Latar belakang kepemilikan dan manajemen perusahaan yang bersangkutan. Rekam jejak perusahaan yang mencakup berapa lama perusahaan tersebut telah mengelola reksadana di Indonesia ataupun di luar Indonesia, sejak kapan perusahaan itu didirikan dan mulai mengelola reksadana dan apakah kondisi finansialnya kuat dan sehat.
Pelajari Fund Fact Sheet untuk mendapatkan informasi penting seperti kinerja produk reksadana, jumlah dana yang dikelola, dan portofolio
Perlu diperhatikan bagaimana hasil kinerja jangka panjang, tingkat konsistensi, jumlah aset yang dihimpun dan dikelola.

3. Dana kelolaan Manajer Investasi
Semakin banyak dana kelolaan (asset under management/AUM) yang dikelola, maka posisi tawar menawar manajer investasi untuk mendapatkan harga yang lebih baik saat bertransaksi akan semakin kuat.

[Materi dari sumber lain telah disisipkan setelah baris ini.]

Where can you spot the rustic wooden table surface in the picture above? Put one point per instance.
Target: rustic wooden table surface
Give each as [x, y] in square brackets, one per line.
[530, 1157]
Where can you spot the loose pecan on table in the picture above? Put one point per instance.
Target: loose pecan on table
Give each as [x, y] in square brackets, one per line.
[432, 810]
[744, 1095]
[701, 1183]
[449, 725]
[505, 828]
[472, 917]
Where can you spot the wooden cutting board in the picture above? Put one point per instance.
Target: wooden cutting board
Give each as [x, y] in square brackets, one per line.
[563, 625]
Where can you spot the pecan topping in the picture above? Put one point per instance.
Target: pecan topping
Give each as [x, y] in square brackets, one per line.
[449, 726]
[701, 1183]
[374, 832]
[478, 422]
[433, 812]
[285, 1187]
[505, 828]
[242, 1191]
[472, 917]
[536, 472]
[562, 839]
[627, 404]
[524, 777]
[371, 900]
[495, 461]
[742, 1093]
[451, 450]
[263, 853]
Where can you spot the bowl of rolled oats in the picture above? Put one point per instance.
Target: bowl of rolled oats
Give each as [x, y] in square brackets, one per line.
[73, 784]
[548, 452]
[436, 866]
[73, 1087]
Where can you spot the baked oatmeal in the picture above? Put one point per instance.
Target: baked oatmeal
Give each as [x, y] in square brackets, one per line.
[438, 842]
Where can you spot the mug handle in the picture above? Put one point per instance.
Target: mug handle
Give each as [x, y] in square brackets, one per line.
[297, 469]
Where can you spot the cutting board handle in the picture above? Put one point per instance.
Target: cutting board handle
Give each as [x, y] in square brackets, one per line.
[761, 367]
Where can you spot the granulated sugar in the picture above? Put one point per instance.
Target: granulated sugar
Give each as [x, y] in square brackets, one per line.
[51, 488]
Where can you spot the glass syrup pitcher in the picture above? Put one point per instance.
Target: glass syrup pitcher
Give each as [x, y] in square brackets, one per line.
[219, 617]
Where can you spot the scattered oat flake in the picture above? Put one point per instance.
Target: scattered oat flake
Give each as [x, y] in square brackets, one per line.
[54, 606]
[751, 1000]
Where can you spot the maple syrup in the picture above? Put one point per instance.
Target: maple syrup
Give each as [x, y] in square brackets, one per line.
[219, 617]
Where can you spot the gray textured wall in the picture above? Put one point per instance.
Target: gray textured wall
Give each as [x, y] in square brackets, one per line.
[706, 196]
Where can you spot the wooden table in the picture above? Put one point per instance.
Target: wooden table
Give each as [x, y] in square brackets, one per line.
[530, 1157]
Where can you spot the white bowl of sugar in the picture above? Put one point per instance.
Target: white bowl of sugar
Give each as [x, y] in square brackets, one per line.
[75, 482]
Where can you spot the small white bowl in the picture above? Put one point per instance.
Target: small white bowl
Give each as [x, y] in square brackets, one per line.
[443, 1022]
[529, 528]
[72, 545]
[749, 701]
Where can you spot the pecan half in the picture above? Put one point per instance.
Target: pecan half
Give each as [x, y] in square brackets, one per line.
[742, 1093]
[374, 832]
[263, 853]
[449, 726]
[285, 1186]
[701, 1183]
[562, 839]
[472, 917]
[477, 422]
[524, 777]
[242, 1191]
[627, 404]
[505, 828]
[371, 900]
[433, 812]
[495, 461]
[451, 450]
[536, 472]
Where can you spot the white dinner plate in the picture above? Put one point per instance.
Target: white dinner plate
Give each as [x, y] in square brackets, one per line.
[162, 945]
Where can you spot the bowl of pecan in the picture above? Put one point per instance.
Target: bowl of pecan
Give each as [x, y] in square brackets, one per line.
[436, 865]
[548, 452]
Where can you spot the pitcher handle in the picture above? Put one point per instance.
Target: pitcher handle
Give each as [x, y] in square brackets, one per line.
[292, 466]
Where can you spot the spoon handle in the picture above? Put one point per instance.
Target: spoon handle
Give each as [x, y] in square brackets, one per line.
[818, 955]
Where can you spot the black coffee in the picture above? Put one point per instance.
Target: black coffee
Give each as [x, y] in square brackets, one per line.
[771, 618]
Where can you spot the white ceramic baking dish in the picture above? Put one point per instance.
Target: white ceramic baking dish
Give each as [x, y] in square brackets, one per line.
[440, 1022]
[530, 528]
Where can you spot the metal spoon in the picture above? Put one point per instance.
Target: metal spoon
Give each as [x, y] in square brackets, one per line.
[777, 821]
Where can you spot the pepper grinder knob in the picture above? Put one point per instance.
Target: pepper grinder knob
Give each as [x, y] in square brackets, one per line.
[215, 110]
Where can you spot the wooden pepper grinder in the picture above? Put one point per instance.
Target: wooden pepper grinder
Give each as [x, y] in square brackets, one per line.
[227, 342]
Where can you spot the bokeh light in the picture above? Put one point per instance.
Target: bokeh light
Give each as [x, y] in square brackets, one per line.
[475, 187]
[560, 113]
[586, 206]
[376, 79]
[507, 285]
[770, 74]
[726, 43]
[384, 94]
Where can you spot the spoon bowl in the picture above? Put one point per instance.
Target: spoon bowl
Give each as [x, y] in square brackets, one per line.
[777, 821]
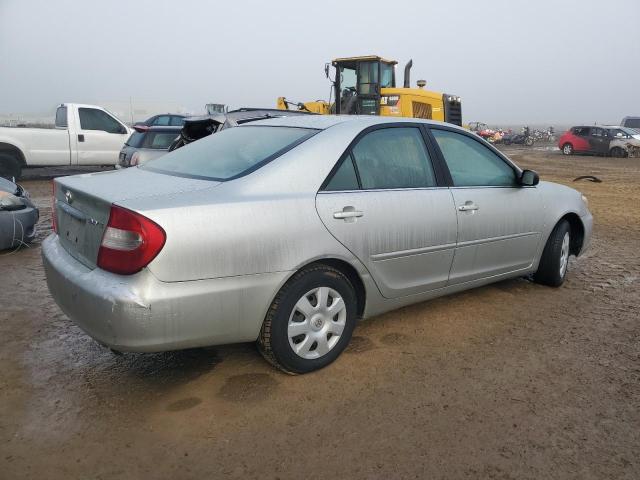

Semakin besar aset yang dikelola manajer investasi, maka akan semakin efisien pengelolaan dananya dan potensi imbal hasilnya juga akan semakin baik.

4. Jumlah Nasabah
Jumlah nasabah bisa menjadi tolok ukur tingkat kepercayaan investor kepada suatu Manajer Investasi.

5. Biaya-biaya
Dalam prospektus reksadana ada uraian yang berisi alokasi biaya dan imbalan jasa Reksa Dana. Alokasi biaya ini biasanya terbagi dalam 3 jenis, yaitu :
Biaya yang menjadi beban reksadana. Komponen biaya ini perlu diperhatikan karena akan menjadi pengurang dalam perhitungan nilai aktiva bersih (NAB) reksadana, sehingga mempengaruhi potensi imbal hasil reksadana.
Biaya yang menjadi beban manajer investasi.
Biaya yang menjadi beban pemegang unit penyertaan, perlu diperhatikan berapa besar biaya pembelian (subscription) dan biaya penjualan kembali (redemption).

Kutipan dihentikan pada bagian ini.